More importantly, ITaaS guarantees up to date hardware, and also regular software patches and upgrades. Enterprises are free from the hassles of having to upgrade their IT infrastructure and can focus their attention on their core business process, or serve their customers.

Maintaining up to date systems is important both from a reliability and functional standpoint.

IT-as-a-service

IT-as-a-Service improves network security in a big way.

Enterprises ignore network security at their own peril. The latest Verizon data breach report reveals 70% of all cyber attacks exploiting known vulnerabilities, and some vulnerabilities date back to 1999! ITaaS delivers a coordinated patch regime, ensuring systems are less vulnerable to attacks. ITaaS providers deploy service agents on the IT infrastructure estate of the company, to highlight known vulnerabilities and out-of-date software.  The ecosystem also gets the benefits of regular system backups, pre-deployment testing, and patch updates.
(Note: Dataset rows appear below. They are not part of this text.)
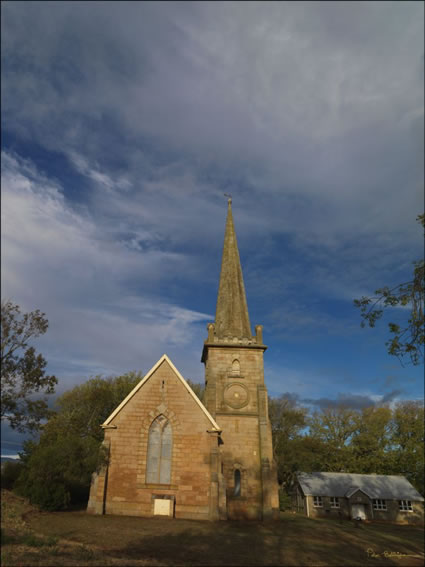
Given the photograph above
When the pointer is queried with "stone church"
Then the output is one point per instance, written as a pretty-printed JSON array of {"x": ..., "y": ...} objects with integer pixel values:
[{"x": 170, "y": 454}]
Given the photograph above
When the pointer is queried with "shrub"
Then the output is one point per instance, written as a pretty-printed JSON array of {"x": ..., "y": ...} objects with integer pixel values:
[{"x": 10, "y": 472}]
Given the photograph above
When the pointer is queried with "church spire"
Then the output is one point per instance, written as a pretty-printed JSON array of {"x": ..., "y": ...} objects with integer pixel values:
[{"x": 231, "y": 317}]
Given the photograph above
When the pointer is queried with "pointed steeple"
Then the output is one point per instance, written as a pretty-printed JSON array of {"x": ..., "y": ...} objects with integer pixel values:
[{"x": 231, "y": 317}]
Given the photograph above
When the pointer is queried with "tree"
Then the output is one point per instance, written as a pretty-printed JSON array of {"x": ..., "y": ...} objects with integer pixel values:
[
  {"x": 334, "y": 428},
  {"x": 22, "y": 369},
  {"x": 407, "y": 440},
  {"x": 57, "y": 470},
  {"x": 287, "y": 420},
  {"x": 371, "y": 441},
  {"x": 407, "y": 340}
]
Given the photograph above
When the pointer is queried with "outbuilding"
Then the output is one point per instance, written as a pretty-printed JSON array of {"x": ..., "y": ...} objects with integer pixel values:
[{"x": 366, "y": 496}]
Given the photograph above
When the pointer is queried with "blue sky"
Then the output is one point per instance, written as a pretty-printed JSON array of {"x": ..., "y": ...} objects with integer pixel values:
[{"x": 123, "y": 125}]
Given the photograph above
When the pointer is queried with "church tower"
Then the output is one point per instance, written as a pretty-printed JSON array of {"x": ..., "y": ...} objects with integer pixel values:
[{"x": 236, "y": 396}]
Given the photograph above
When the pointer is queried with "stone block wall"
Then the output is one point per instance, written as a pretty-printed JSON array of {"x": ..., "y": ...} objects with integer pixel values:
[{"x": 193, "y": 486}]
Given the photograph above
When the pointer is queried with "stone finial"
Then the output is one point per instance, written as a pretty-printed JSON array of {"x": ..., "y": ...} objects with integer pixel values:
[
  {"x": 259, "y": 334},
  {"x": 210, "y": 329}
]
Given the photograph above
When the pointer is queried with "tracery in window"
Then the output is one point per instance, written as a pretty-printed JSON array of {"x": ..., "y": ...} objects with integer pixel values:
[{"x": 160, "y": 447}]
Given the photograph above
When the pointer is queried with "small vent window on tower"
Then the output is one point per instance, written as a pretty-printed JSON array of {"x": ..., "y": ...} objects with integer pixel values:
[
  {"x": 237, "y": 491},
  {"x": 160, "y": 446}
]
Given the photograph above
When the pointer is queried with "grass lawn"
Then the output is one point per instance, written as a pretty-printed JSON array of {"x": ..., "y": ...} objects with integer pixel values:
[{"x": 31, "y": 537}]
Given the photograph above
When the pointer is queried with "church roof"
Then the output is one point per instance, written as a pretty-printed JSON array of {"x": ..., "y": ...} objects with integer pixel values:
[
  {"x": 381, "y": 486},
  {"x": 231, "y": 318},
  {"x": 163, "y": 358}
]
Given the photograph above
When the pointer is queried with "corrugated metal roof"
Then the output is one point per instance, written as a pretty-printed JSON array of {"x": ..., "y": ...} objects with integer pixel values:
[{"x": 385, "y": 487}]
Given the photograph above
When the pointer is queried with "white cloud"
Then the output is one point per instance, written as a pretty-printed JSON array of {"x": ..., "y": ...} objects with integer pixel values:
[{"x": 66, "y": 265}]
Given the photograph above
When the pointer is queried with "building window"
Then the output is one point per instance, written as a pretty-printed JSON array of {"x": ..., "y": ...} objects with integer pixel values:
[
  {"x": 317, "y": 502},
  {"x": 160, "y": 445},
  {"x": 379, "y": 504},
  {"x": 237, "y": 491},
  {"x": 405, "y": 505},
  {"x": 334, "y": 502}
]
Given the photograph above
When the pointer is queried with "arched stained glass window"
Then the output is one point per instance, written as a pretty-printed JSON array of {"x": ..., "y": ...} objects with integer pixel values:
[
  {"x": 160, "y": 449},
  {"x": 237, "y": 491}
]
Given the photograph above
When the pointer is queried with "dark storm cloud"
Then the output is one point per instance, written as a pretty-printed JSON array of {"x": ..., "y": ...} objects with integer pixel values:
[{"x": 309, "y": 114}]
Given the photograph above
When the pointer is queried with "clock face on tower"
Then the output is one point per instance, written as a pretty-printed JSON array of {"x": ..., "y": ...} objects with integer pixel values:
[{"x": 236, "y": 395}]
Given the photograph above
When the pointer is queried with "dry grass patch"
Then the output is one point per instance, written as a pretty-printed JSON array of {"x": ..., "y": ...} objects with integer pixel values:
[{"x": 75, "y": 538}]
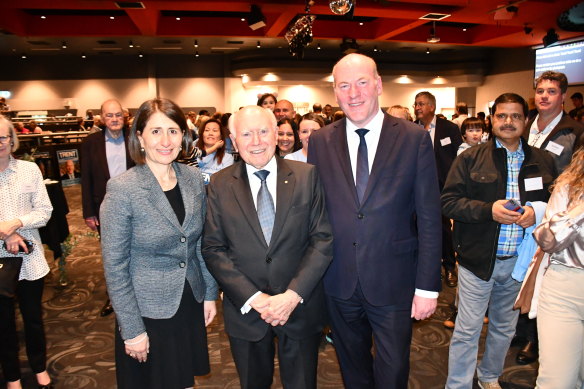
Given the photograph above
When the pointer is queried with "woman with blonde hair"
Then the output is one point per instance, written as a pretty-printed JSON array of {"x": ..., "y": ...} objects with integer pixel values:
[{"x": 560, "y": 320}]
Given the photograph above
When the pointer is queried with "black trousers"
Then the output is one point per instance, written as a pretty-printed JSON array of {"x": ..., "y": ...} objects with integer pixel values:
[
  {"x": 298, "y": 359},
  {"x": 29, "y": 295},
  {"x": 357, "y": 327}
]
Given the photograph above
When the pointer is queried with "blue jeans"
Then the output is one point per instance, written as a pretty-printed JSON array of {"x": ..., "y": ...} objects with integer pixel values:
[{"x": 475, "y": 295}]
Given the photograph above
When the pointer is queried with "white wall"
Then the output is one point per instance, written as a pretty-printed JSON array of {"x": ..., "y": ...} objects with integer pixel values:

ITaaS also enables continuous monitoring of service, Unified monitoring solutions track utilization, key metrics related to network health, and undertake trend analysis. These solutions cross-correlate code-level and transaction-level performance with the health of the supporting infrastructures, to flag issues as soon as it emerges. Such proactive monitoring identifies the symptoms and indications of a fault before it escalates into a major issue.

The 2017 Global Technology, Media and Telecommunications Predictions Report by Deloitte estimates global spending on IT-as-a-Service to touch $550 billion by the end of 2018. Enterprises currently spent about 25% of their IT budgets on pay-per-use services, on average. Deloitte Global expects the figure to jump to about 35% this year, and to 50% by 2022.

ITaaS is clearly the future, with enterprises no longer having to overpay for things they don’t need. However, the extent to which it serves enterprise needs depends on the extent to which CIOs can align ITaaS with business needs.